Quantidades e limites

Aproximadamente 20-200 mg/L de SO₂ podem ser adicionados durante a vinificação e aproximadamente 10-50 mg/L são formados pela levedura durante a fermentação, que geralmente é ligada ao acetaldeído na formação.

Portanto, quando o vinho é analisado quanto à concentração de SO₂ total, uma pequena quantidade sempre será medida, independentemente de o dióxido de enxofre ter sido adicionado ou não durante o processo de vinificação.

Ou seja, os níveis naturais de SO₂ nos vinhos são geralmente em torno de 10-20 mg/L. Na maioria dos países, os vinhos que contêm sulfitos acima de 10 mg/L devem incluir uma declaração no rótulo alertando o consumidor sobre a presença de sulfitos. E vale lembrar que os sinônimos mais comumente usados para SO₂ são anidrido de ácido sulfuroso e óxido sulfuroso.

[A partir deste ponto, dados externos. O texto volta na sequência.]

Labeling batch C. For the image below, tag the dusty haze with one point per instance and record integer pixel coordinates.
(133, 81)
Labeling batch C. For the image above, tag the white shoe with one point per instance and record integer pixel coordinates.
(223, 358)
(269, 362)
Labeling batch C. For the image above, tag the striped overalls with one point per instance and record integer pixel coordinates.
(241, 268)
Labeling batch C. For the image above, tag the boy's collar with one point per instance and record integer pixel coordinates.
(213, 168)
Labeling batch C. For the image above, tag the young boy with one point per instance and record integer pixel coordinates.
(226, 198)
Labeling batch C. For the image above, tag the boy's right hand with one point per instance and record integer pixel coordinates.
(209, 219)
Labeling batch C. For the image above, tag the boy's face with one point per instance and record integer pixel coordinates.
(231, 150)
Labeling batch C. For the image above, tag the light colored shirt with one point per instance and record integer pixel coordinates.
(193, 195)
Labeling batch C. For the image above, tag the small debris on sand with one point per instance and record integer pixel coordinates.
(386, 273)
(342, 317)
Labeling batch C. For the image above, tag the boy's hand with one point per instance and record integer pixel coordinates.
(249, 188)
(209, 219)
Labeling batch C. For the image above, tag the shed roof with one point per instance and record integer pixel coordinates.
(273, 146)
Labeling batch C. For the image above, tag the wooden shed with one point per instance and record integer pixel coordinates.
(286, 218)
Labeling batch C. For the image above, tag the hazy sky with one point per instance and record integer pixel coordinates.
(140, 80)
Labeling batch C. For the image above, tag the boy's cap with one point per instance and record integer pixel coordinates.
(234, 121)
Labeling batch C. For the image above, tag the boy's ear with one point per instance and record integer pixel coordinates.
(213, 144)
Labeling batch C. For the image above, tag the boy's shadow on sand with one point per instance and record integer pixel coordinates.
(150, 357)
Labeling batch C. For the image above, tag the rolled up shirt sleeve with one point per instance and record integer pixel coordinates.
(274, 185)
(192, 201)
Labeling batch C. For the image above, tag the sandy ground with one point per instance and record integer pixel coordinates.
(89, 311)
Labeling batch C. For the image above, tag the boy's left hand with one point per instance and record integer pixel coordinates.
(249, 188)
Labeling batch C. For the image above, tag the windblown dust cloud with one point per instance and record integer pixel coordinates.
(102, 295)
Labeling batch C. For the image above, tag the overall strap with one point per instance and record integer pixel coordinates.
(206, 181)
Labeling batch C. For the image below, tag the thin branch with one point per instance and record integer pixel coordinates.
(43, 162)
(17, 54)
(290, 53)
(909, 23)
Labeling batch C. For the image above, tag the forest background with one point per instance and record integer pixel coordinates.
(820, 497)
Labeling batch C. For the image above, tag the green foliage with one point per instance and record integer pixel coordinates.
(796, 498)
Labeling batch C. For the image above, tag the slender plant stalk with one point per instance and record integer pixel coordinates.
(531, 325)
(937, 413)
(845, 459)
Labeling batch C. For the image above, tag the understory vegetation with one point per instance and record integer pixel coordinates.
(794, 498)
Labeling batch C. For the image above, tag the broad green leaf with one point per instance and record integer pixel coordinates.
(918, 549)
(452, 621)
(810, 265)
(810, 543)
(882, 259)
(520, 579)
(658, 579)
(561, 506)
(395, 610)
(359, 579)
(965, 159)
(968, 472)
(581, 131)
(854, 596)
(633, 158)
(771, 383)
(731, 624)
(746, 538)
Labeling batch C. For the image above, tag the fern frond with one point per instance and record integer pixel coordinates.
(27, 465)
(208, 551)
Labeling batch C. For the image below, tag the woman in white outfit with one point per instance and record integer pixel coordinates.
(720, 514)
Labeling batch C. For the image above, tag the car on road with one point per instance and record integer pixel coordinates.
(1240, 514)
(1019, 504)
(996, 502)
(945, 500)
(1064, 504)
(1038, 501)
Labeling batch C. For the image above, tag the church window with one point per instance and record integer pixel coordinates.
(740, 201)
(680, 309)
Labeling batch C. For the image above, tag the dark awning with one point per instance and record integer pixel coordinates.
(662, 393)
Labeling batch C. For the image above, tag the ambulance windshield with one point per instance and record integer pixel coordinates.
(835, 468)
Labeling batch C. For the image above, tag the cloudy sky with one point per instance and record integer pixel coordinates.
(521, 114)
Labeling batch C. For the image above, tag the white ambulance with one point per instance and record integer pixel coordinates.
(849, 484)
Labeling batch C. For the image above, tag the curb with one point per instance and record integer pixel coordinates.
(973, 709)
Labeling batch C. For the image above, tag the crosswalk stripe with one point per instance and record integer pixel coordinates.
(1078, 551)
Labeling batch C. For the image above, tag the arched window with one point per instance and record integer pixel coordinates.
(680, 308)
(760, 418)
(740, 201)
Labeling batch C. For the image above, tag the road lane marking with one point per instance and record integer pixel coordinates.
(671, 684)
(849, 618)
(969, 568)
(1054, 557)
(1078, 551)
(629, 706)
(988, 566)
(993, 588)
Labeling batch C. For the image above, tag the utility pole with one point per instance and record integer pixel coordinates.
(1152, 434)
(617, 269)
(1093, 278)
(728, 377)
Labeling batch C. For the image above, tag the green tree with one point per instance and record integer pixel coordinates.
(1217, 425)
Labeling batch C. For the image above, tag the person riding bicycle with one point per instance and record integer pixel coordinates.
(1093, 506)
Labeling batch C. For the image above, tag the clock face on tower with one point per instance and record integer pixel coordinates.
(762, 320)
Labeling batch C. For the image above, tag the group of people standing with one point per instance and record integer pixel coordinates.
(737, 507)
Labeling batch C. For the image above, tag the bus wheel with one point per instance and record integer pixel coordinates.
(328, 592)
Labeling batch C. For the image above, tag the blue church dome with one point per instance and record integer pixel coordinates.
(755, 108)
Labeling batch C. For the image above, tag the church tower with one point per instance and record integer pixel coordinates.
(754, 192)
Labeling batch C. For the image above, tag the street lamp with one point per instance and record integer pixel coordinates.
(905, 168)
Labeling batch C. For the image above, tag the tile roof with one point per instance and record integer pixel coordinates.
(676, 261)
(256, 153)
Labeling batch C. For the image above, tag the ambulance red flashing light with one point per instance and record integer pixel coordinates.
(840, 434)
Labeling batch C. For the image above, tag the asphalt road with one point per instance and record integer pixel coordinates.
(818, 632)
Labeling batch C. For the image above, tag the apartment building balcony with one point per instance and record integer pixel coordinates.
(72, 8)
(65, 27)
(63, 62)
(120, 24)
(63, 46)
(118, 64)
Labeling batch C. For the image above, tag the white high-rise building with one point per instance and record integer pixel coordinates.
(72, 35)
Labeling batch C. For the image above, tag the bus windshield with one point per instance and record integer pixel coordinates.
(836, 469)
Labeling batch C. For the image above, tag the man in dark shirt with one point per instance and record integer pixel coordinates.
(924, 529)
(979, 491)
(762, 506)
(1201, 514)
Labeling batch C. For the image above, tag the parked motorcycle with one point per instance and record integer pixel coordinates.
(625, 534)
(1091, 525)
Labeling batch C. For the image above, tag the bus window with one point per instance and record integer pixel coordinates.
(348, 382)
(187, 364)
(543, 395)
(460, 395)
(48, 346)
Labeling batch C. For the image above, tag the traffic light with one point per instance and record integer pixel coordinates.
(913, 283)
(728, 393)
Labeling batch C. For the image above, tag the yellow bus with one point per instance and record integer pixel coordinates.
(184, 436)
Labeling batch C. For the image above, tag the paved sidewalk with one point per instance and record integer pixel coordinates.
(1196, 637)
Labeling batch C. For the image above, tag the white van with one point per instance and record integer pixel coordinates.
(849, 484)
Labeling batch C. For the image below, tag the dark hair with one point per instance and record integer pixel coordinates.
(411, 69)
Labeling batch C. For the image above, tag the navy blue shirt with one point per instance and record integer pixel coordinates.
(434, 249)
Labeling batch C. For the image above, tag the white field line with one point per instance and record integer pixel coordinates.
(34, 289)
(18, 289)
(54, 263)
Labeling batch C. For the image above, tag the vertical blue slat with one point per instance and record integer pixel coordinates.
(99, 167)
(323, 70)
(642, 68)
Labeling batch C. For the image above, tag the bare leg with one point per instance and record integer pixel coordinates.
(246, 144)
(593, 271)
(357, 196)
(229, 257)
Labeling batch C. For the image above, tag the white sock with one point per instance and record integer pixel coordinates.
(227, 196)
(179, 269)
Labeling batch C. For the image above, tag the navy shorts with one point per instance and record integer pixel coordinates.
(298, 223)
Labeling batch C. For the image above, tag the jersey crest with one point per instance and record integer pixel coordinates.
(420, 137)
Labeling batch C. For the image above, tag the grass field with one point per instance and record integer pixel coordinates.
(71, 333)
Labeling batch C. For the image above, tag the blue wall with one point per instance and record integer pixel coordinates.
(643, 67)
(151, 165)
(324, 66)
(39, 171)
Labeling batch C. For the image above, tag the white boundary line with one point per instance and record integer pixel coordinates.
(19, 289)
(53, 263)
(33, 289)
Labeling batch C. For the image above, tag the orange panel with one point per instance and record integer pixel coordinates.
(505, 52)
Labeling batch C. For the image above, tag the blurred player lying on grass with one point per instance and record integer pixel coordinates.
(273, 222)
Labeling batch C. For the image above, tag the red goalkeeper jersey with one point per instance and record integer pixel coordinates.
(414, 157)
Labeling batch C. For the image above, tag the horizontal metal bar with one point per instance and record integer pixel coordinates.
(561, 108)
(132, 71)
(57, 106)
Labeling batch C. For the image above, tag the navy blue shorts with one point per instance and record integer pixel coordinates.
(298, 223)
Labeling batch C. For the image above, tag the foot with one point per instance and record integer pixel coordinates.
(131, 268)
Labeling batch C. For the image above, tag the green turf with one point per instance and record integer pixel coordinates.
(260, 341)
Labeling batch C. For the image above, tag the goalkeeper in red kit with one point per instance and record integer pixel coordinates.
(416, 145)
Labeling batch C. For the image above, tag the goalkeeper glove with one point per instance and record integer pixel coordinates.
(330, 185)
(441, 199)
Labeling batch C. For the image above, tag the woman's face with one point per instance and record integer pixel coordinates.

Os estudos em relação aos efeitos da ingestão de enxofre no ser humano ainda não são conclusivos, mas todos os países geralmente sugerem uma ingestão diária aceitável. Uma reação adversa é mais comumente uma intolerância. Embora o sintoma mais comum seja a asma, alimentos e aditivos alimentares não são gatilhos comuns para a asma.

Além disso, reações adversas ao SO₂ em indivíduos não asmáticos e não sensíveis são raras. No entanto, poucos estudos clínicos avaliaram o grau em que os aditivos de SO₂ contribuem para a asma induzida pelo vinho.

Os resultados desses estudos foram ambíguos e, portanto, as evidências diretas são limitadas. De qualquer forma, o debate em torno do uso não está apenas no que pode causar ao ser humano, mas na influência ao vinho como um todo.